|49| the Second Task

2.8K 109 39
                                    

Obedient to Sirius's wish of hearing about anything odd at Hogwarts, Harry and I sent him a letter by brown owl that night, explaining all about Mr. Crouch breaking into Snape's office, and Moody and Snape's conversation. Then we turned our attention in earnest to the most urgent problem facing us: How to survive underwater for an hour on the twenty-fourth of February.

Ron quite liked the idea of using the Summoning Charm again — Harry had explained about Aqua-Lungs, and Ron couldn't see why Harry and I shouldn't Summon one from the nearest Muggle town.
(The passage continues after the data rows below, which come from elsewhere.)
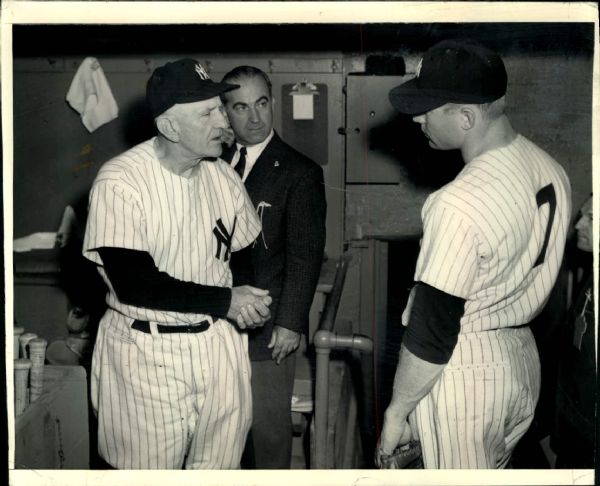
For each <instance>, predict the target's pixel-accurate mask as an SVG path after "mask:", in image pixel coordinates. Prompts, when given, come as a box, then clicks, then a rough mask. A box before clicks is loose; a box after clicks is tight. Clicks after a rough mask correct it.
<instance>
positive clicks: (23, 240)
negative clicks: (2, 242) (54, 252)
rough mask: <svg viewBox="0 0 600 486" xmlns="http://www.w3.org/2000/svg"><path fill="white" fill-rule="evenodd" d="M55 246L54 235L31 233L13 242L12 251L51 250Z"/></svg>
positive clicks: (45, 233) (54, 240) (39, 233)
mask: <svg viewBox="0 0 600 486" xmlns="http://www.w3.org/2000/svg"><path fill="white" fill-rule="evenodd" d="M55 244H56V233H32V234H30V235H28V236H24V237H23V238H17V239H16V240H14V241H13V251H16V252H17V253H23V252H26V251H31V250H51V249H52V248H54V245H55Z"/></svg>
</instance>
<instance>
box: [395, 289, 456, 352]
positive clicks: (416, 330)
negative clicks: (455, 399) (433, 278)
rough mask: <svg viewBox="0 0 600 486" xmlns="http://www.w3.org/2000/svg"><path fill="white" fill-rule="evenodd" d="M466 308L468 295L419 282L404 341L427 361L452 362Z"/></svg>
mask: <svg viewBox="0 0 600 486" xmlns="http://www.w3.org/2000/svg"><path fill="white" fill-rule="evenodd" d="M464 311H465V299H462V298H460V297H456V296H454V295H450V294H447V293H446V292H442V291H441V290H438V289H436V288H435V287H432V286H430V285H427V284H425V283H423V282H417V283H416V285H415V288H414V300H413V304H412V309H411V312H410V316H409V321H408V326H407V328H406V331H405V333H404V337H403V343H404V345H405V346H406V347H407V348H408V350H409V351H410V352H411V353H413V354H414V355H415V356H417V357H419V358H421V359H422V360H424V361H427V362H429V363H433V364H446V363H448V361H450V357H451V356H452V352H453V351H454V347H455V346H456V342H457V340H458V333H459V331H460V319H461V317H462V316H463V314H464Z"/></svg>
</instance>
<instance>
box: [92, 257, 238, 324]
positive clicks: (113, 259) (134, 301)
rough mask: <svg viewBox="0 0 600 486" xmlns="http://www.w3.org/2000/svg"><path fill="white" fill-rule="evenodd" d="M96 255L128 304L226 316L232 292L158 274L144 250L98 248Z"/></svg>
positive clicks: (168, 309) (117, 291)
mask: <svg viewBox="0 0 600 486" xmlns="http://www.w3.org/2000/svg"><path fill="white" fill-rule="evenodd" d="M97 251H98V253H99V255H100V257H101V259H102V262H103V265H104V271H105V272H106V275H107V276H108V279H109V280H110V283H111V285H112V287H113V289H114V291H115V293H116V294H117V297H118V299H119V300H120V301H121V302H122V303H124V304H127V305H133V306H136V307H145V308H148V309H156V310H165V311H175V312H192V313H198V314H208V315H211V316H214V317H226V315H227V311H228V310H229V305H230V303H231V289H229V288H226V287H215V286H211V285H201V284H196V283H193V282H184V281H181V280H178V279H176V278H174V277H171V276H170V275H169V274H167V273H165V272H161V271H160V270H159V269H158V268H157V267H156V264H155V263H154V260H153V259H152V256H151V255H150V254H149V253H147V252H145V251H138V250H129V249H126V248H114V247H101V248H98V250H97Z"/></svg>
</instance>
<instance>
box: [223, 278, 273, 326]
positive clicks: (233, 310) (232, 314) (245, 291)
mask: <svg viewBox="0 0 600 486" xmlns="http://www.w3.org/2000/svg"><path fill="white" fill-rule="evenodd" d="M271 302H272V299H271V297H270V296H269V292H268V290H263V289H259V288H256V287H252V286H250V285H242V286H240V287H233V288H232V289H231V304H230V305H229V312H228V313H227V317H229V318H230V319H233V320H235V321H236V322H237V324H238V326H239V327H240V329H247V328H248V329H252V328H254V327H260V326H262V325H263V324H264V323H265V322H266V321H267V320H268V319H269V317H270V316H271V313H270V311H269V305H271Z"/></svg>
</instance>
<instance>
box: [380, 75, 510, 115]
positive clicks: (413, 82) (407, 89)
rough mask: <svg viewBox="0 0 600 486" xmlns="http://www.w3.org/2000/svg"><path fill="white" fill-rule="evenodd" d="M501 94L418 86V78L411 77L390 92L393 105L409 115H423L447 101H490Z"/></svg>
mask: <svg viewBox="0 0 600 486" xmlns="http://www.w3.org/2000/svg"><path fill="white" fill-rule="evenodd" d="M500 96H501V95H499V96H481V95H473V94H467V93H455V92H450V91H444V90H434V89H422V88H419V87H418V86H417V84H416V79H411V80H410V81H407V82H406V83H404V84H401V85H400V86H396V87H395V88H393V89H392V90H390V93H389V99H390V103H391V104H392V106H393V107H394V108H395V109H396V110H397V111H399V112H400V113H404V114H407V115H422V114H423V113H427V112H428V111H431V110H435V109H436V108H439V107H440V106H443V105H445V104H446V103H474V104H479V103H489V102H491V101H494V100H496V99H498V98H499V97H500Z"/></svg>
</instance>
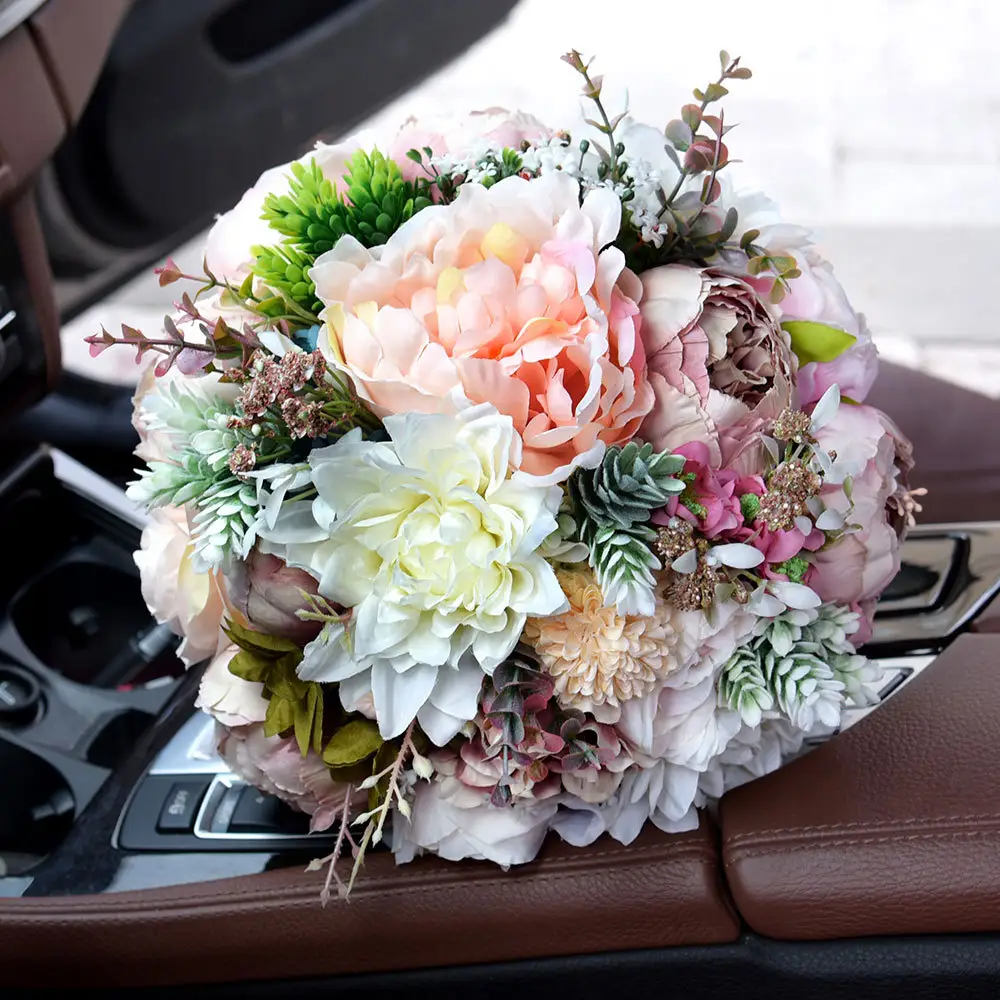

Hermione and I squashed this plan by pointing out that, in the unlikely event that we managed to learn how to operate an Aqua-Lung within the set limit of an hour, we were sure to be disqualified for breaking the International Code of Wizarding Secrecy — it was too much to hope that no Muggles would spot an Aqua-Lung zooming across the countryside to Hogwarts.

"Of course, the ideal solution would be for you to Transfigure yourself into a submarine or something," Hermione said. "If only we'd done human Transfiguration—"

"I don't fancy walking around with a periscope sticking out of my head," I winced.

"I s'pose I could always attack someone in front of Moody; he might do it for me," Harry laughed.

"I don't think he'd let you choose what you wanted to be turned into, though," said Hermione seriously. "No, I think your best chance is some sort of charm."

With two days left, the anxiety of dying left me with little to no apetite. The only good thing about breakfast on Monday was the return of the brown owl Harry had sent to Sirius. He pulled off the parchment, unrolled it, and showed the shortest letter Sirius had ever written.

Send date of next Hogsmeade weekend by return owl.

"Weekend after next," I whispered. "Here— take Hermione's quill and send this owl back straight away."

Harry scribbled the dates down on the back of Sirius's letter, tied it onto the brown owl's leg, and watched it take flight again.

"What's he want to know about the next Hogsmeade weekend for?" said Ron.

"Dunno," said Harry dully. "Come on... Care of Magical Creatures."

Hagrid wasn't too worried about us; infact he was pretty confident in our abilities after we got out of the dragons' path. But the evening before the second task, I felt as though I was trapped in a nightmare.

I sat with Harry, Hermione, and Ron in the library as the sun set outside, tearing feverishly through page after page of spells, hidden from one another by the massive piles of books on the desk in front of each of us.

"What if I do the Bubble Head Charm?" I looked up at Hermione from the book I had been reading.

"Do you know how to do it?" Harry piped up.

"No," I grumbled as Hermione shook her head.

"I haven't a clue how to do it," Hermione sighed. "There must be something... They'd never have set a task that was undoable."

"They have," said Ron. "Harry, just go down to the lake tomorrow, right, stick your head in, yell at the merpeople to give back whatever they've nicked, and see if they chuck it out. Best you can do, mate."

"Don't be stupid, Ronald," I narrowed my eyes at him as he bit his tongue from laughing.

"There's a way of doing it!" Hermione said crossly. "There just has to be!"

She seemed to be taking the library's lack of useful information on the subject as a personal insult; it had never failed her before.

"I know what I should have done," said Harry, resting, facedown, on Saucy Tricks for Tricky Sorts. "I should've learned to be an Animagus like Sirius."